Even if the sphere of work continues to think itself on the side of rationality and to relegate affects to the private sphere, the question of emotions finds a growing place in the world of work, as many sociological analyses attest (Hochschild 1979 Illouz, 2006, Jeantet, 2012). Some managerial and communicative discourses, coupled with recent techniques for managing psychosocial risks, show an apparent, at least explicit, attention to emotions within organizations.

Employees themselves take up these affective speeches and refer to "well-being", "quality of life at work", and so on. On the one hand, they try to increase their possibilities of personal achievement at work (Boltanski and Chiapello, 2000, De Gaulejac, 2009, Linhart, 2015) and, on the other hand, to claim better work conditions and denounce increasing pressure, suffering at work, diseases and repeated accidents at work.

However, because suffering and painfulness to work persist, defenses are put in place, varying according to the trades, which often consist of a denial of emotions. In male collectives, some defensive ideologies go as far as excluding women and men who do not adhere to masculine values, and to keep emotions and privacy out of work (Dejours , 1980). Male domination has a cost (Dulong et al., 2012), for people who do not incarnate a performance model and who are subject to domination, but also for dominants themselves.

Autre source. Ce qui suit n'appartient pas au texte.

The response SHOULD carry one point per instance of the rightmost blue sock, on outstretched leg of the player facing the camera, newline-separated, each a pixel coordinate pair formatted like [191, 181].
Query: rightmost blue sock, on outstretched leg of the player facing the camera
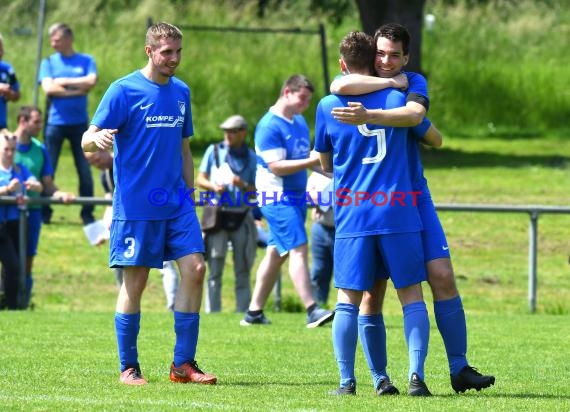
[450, 319]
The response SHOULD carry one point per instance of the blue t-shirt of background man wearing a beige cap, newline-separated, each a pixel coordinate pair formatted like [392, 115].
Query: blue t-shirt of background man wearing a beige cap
[243, 167]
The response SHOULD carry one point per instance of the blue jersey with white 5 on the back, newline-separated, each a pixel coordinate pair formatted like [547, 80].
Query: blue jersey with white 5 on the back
[372, 184]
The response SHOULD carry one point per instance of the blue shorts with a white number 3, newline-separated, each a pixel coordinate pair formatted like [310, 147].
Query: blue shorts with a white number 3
[149, 243]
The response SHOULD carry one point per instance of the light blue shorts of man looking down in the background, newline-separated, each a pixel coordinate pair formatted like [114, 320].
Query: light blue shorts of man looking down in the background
[286, 224]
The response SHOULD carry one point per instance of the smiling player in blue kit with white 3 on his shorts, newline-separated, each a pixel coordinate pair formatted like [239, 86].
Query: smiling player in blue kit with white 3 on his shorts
[146, 118]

In what ways can new subjective and social expectations be reconciled with defensive strategies and a widespread ideology in workplaces that deny emotions? How do these contradictions and their ways of resolving differ for men and women? What do these evolutions suggest as new professional and gendered identities? To what extent do we see the emergence of new rules of feeling (Hochschild, 2003) and does it change the world of work?

This reflection will be illustrated by an ethnographic study in a company of transportation and logistics (Rivoal, 2015) which aims to show a greater porosity between professional and personal life that tends to transform the dominant model of hegemonic masculinity (Connell, 1995). It incorporates new factors of respectability, especially within the working class, as claimed by the sharing of domestic tasks and the education of children, to take care of one's body, and so on. And that comes to question the seal between professional life and personal life.